Mathematical methods for numerical relativity

Mathematical methods for numerical relativity

Physics context

Numerical relativity is the art of solving the Einstein equations, and so constructing a spacetime, by numerical methods on a computer. The numerical approach becomes necessary when a solution in closed form or a suitable perturbation approach are not available for the problem one is interested in.

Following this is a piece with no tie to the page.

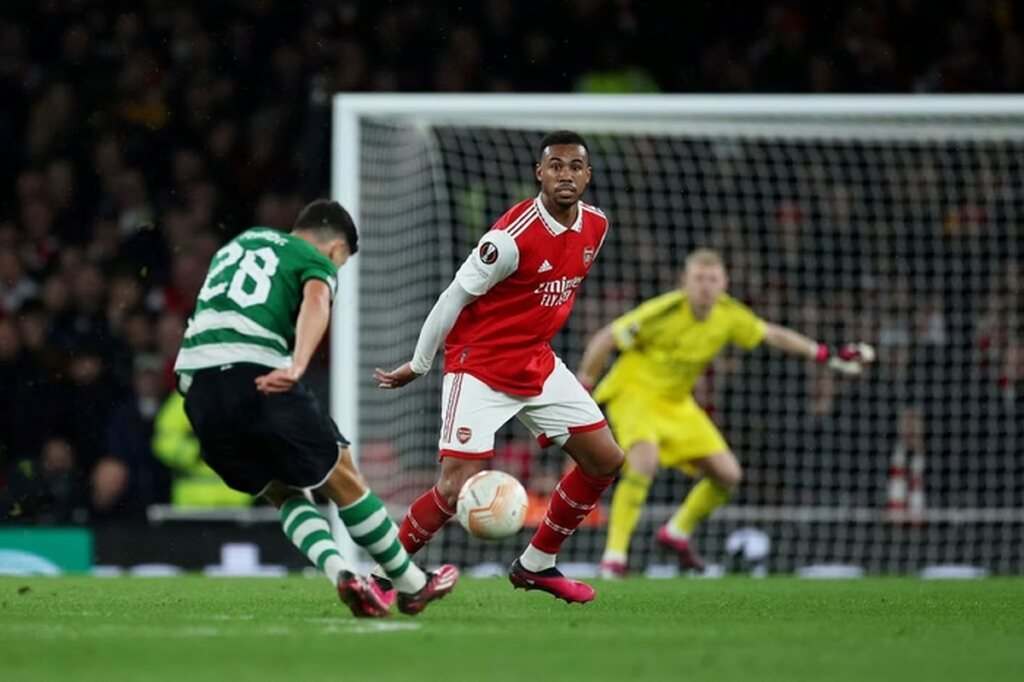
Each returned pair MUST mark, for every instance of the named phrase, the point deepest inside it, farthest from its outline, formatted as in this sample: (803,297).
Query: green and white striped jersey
(247,308)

Two such problems are supernova explosions and the final merger phase of a binary system of two black holes or two neutron stars. These are the most energetic events in the universe, and are believed to power gamma ray bursts from gravitational potential energy. They are also the most likely source of gravitational wave signals at frequencies of a few hundred Hertz. LIGO detected the first binary black hole merger in 2015 (published in 2016), and in 2017 LIGO and VIRGO jointly detected the first binary neutron star merger. The after-effects of that merger were subsequently seen in all wavelengths of electromagnetic waves. Modelling gravitational wave sources is essential to interpreting the data. Electromagnetic and neutrino observations see the fireball that surrounds these events, but gravitational waves show us the motion of mass in the centre, and should help us to understand matter under extreme conditions (higher than nuclear densities).

Mathematical underpinning

The Einstein equations are partial differential equations. The most common numerical approach to solving them is to write them as a time evolution problem for the metric (shape) of three-dimensional space. These evolution equations are turned into algebraic equations by sampling all functions on a 3-dimensional grid of points, and approximating partial derivatives by finite differences.

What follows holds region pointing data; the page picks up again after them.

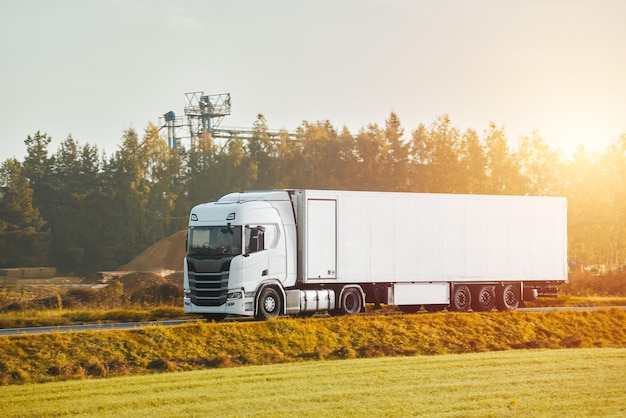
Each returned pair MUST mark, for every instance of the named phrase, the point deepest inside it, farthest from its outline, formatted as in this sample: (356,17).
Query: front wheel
(268,304)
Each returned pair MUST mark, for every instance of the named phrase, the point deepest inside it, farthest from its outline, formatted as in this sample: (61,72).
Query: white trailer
(291,252)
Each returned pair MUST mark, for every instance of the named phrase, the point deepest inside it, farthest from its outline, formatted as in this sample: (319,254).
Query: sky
(93,69)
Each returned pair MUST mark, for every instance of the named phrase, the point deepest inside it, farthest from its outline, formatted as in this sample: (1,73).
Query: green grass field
(567,382)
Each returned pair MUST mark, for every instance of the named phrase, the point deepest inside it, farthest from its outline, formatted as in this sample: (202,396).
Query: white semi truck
(297,252)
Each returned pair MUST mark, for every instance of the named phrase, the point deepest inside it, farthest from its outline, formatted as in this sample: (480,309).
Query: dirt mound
(149,288)
(141,282)
(166,254)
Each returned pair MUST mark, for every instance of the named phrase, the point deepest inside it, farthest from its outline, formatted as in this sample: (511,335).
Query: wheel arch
(277,285)
(343,290)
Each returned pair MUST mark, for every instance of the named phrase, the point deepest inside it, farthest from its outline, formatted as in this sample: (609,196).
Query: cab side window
(259,237)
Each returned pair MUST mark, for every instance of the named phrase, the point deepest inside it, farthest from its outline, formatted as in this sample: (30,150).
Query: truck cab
(237,248)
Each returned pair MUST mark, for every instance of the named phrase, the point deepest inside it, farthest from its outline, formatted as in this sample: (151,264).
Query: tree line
(82,211)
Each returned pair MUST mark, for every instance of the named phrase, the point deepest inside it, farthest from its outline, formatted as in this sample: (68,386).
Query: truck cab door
(255,257)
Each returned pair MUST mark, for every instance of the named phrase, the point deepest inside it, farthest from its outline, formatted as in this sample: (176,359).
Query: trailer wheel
(351,301)
(461,299)
(268,304)
(508,298)
(483,298)
(410,308)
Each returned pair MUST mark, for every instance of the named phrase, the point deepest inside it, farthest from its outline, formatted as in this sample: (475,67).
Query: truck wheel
(351,301)
(461,299)
(268,304)
(507,298)
(483,298)
(410,308)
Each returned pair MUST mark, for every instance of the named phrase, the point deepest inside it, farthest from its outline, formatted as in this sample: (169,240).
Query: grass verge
(201,345)
(570,382)
(54,317)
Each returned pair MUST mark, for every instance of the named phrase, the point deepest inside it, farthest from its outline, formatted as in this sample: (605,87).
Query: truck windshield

General relativity does not have a preferred coordinate system given a priori; a coordinate system must be generated on the fly as the spacetime is calculated. This gauge freedom also has the effect that the initial data mentioned above cannot be specified freely but are subject to constraints , elliptic equations not containing time derivatives that the initial data must obey. Finally, boundary conditions must be implemented that reflect the physical situation one is trying to simulate.

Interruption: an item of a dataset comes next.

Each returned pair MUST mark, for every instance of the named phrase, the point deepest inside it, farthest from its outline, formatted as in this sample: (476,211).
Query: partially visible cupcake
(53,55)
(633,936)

Writing the Einstein equations in such a form that numerical simulations are stable and accurate is a central problem that has kept numerical relativity back throughout the 1990s, but two independent breakthroughs were made in May and November of 2006. The first simulation of a binary inspiral for more than a single orbit was carried out in F. Pretorius, Evolution of binary black hole spacetimes, Phys. Rev. Lett. 95 (2006) 121101. I have made a key contribution to the formulation of the Einstein equations used in this paper, see C. Gundlach et al., Constraint damping in the Z4 formulation and harmonic gauge, Class. Quant. Grav. 22 (2005) 3767. See Caltech Engineering and Science for a journalistic account.